Una volta definite le tipologie di costo ed i principi alla base dell’anzidetta teoria, è opportuno sottolineare l’importanza che i sistemi incentivanti rivestono in un simile contesto. L’incentivazione manageriale, infatti, è uno strumento con finalità deterrenti ampiamente utilizzato in contesti caratterizzati da asimmetria informativa dal momento che, in assenza di una adeguata remunerazione del manager legata alle performance dell’azienda, si amplifica la possibilità che egli metta in atto comportamenti opportunistici, talvolta manipolatori, volti ad aumentare la propria ricchezza personale. Al contrario, conferendo al manager quote del capitale sociale, ad esempio in maniera indiretta mediante assegnazione di stock option, è possibile allineare gli obiettivi dell’agente alle attese degli azionisti, scongiurando possibili comportamenti negligenti che danneggerebbero in primis egli stesso poiché comporterebbero una riduzione del patrimonio personale, oltre che una diminuzione della ricchezza dei diversi soggetti possessori del capitale di rischio societario.

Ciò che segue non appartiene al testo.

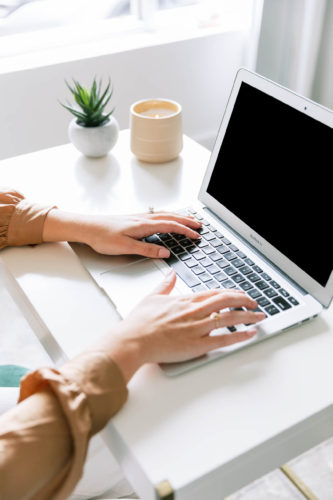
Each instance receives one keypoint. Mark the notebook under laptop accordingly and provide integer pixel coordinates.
(264, 204)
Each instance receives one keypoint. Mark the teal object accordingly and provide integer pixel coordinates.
(10, 375)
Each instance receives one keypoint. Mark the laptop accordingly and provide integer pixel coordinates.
(264, 205)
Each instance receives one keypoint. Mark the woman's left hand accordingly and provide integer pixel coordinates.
(118, 234)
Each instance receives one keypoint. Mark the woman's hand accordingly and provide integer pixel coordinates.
(165, 328)
(115, 235)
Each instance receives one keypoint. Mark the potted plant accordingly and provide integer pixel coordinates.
(93, 131)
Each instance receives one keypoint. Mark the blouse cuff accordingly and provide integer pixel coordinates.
(90, 389)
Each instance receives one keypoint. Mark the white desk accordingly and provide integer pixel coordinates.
(214, 429)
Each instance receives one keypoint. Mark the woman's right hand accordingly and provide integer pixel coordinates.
(169, 328)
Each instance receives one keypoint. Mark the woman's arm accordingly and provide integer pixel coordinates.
(43, 441)
(118, 235)
(24, 223)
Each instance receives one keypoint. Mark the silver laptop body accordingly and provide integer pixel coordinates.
(266, 192)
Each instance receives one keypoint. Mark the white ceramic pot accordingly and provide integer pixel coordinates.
(94, 141)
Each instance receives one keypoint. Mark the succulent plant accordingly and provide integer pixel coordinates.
(91, 102)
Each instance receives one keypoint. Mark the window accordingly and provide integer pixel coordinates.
(36, 26)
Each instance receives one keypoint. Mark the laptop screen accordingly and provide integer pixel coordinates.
(272, 173)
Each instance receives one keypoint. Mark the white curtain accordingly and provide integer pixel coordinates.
(296, 46)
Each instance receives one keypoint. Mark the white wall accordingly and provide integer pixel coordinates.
(197, 72)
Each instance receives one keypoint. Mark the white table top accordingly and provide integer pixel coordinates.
(209, 431)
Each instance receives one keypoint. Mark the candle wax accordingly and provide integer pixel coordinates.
(158, 112)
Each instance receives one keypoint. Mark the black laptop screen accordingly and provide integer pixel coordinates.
(272, 172)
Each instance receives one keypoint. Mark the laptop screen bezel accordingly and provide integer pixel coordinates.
(322, 294)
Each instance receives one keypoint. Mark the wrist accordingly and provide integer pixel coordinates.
(126, 352)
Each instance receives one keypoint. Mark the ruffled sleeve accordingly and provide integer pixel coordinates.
(45, 438)
(21, 222)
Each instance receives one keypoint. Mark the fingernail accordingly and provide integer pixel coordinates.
(163, 253)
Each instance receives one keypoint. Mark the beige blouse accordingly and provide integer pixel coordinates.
(44, 439)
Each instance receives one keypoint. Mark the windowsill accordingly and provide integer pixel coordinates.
(64, 44)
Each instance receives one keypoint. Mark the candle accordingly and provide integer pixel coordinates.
(156, 130)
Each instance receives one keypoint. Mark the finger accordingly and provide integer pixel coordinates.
(148, 249)
(231, 318)
(163, 226)
(218, 341)
(225, 299)
(167, 285)
(181, 219)
(200, 296)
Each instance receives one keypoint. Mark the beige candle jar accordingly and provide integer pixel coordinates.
(156, 130)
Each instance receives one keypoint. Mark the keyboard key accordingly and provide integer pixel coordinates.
(199, 288)
(238, 278)
(215, 256)
(182, 271)
(216, 243)
(233, 248)
(209, 236)
(208, 250)
(263, 301)
(213, 269)
(282, 303)
(202, 244)
(199, 255)
(205, 277)
(191, 262)
(222, 249)
(222, 263)
(262, 285)
(253, 277)
(238, 263)
(177, 249)
(197, 269)
(187, 243)
(164, 236)
(205, 262)
(152, 239)
(266, 277)
(245, 270)
(254, 294)
(220, 276)
(271, 310)
(246, 285)
(230, 270)
(184, 256)
(213, 284)
(228, 284)
(229, 256)
(179, 237)
(171, 244)
(270, 292)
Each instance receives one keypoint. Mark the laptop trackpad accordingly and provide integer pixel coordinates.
(127, 285)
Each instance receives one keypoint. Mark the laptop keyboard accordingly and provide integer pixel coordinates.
(214, 261)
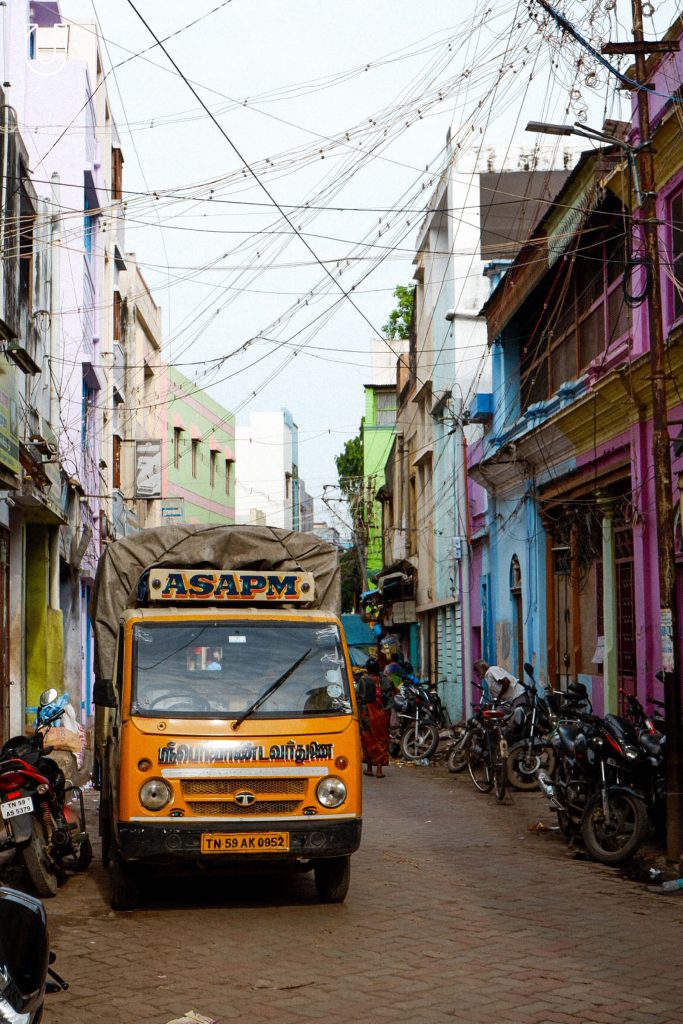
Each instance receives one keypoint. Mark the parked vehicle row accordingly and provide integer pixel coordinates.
(42, 816)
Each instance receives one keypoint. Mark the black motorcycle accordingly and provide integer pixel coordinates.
(41, 815)
(415, 734)
(25, 958)
(590, 792)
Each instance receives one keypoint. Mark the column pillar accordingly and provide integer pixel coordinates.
(609, 666)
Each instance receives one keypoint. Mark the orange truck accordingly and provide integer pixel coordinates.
(226, 729)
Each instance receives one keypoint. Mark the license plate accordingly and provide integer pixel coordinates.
(245, 843)
(13, 807)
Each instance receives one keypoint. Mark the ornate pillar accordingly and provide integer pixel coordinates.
(609, 666)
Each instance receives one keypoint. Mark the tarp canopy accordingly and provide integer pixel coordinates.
(258, 548)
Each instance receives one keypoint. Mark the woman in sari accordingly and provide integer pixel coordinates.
(374, 719)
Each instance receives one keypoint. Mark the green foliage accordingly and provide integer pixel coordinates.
(351, 581)
(398, 324)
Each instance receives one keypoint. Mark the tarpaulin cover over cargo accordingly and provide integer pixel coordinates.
(257, 548)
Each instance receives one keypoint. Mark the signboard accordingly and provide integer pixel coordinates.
(228, 587)
(147, 469)
(173, 509)
(9, 445)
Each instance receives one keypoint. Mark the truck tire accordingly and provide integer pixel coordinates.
(332, 879)
(125, 884)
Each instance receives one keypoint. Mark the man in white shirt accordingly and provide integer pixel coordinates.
(502, 685)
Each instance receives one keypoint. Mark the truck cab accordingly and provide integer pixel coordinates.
(228, 732)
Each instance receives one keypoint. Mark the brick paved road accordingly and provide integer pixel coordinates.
(457, 913)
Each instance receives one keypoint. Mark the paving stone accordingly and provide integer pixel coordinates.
(457, 914)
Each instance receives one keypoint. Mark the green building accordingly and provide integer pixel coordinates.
(198, 467)
(378, 433)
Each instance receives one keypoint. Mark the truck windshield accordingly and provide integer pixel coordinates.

L’agency theory, pertanto, presuppone che i sistemi di incentivazione manageriale possano ridurre i costi legati a possibili comportamenti devianti, incrementando così, di fatto, il valore dell’organizzazione. Tuttavia, va ricordato che un sistema retributivo incentivante ha senso di esistere e di essere implementato fintanto che i benefici marginali da esso derivanti siano superiori, o quantomeno uguali, ai costi connessi all’attuazione dello stesso.